Premiers tests participatifs en Provence : des résultats encourageants
Une première expérience participative a été conduite à l’été 2023 sur la mise en place de moyens de protections contre la chaleur et de mesure de température. Cette expérimentation avait pour vocation de comparer quelques techniques et astuces utilisées par les apiculteurs sur un même rucher.
Les résultats montrent une diminution moyenne de 5,5 °C au bénéfice du toit peint en blanc pour la modalité M4 (toit bois tôlé blanc vs toit bois tôlé). Les résultats montrent une diminution moyenne de 7.5°C dans le nourrisseur pour la modalité M2 (toit tôle nu vs toit tôle isolé par une membrane de carton de 26 mm en surface) et des extremums diminués en moyenne de 2°C pour cette même modalité M2 pour les températures relevées par les thermo-enregistreurs placés sur le cadre de rive côté soleil couchant. Les autres modalités M1 (toit tôle nu vs toit tôle nu aéré en sous-face) et M3 (toit bois tôlé peint blanc vs toit bois tôlé peint blanc + Phaltex vs toit bois tôlé peint blanc + Isobulle) ne semblent pas montrer de différences significatives.

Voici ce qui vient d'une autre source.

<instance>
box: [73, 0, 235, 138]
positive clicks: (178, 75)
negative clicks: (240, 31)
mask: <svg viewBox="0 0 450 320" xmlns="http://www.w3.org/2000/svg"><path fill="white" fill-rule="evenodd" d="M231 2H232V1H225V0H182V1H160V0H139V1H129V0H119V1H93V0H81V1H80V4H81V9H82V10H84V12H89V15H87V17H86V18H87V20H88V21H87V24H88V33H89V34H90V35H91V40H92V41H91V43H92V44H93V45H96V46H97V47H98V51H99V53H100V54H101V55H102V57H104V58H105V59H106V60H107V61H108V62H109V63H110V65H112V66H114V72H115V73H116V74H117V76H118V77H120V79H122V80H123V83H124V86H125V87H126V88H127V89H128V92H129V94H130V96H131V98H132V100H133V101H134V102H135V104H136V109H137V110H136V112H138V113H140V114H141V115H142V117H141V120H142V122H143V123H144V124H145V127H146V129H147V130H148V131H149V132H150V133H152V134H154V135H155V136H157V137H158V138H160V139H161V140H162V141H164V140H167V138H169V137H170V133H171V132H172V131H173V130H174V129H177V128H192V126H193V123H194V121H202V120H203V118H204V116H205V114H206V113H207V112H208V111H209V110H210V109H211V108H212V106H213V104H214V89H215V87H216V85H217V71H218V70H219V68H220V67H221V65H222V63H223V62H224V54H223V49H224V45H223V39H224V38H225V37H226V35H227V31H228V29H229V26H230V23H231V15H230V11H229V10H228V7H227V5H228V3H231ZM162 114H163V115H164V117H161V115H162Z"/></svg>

Suite à cette première expérience en 2023, une seconde a été menée pendant la saison 2024-2025 en Provence. Elle avait pour objectif de déterminer si parmi les méthodes les plus efficaces comparées l’année précédente (modalité retenue M4 toits peints en blanc), cette dernière avait un impact positif sur la production de miel.
En ce qui concerne les seules données pour l’instant traitées (thermo-enregistreurs placés dans les hausses), nous avons observé une différence maximale de températures moyennes de 8 degrés entre les hausses aux toits peints en blanc de celles aux toits non peints (un maximum de 55°C ayant été atteint pour l’une des hausses au toit non peint).
Concernant la production de miel, il semble ne pas y avoir de différence significative quelle que soit la modalité envisagée. Nous notons toutefois une tendance à une répartition différente : les ruches à toits peints en blanc semblent stocker d’avantage de miel en hausse que les ruches à toits non peints.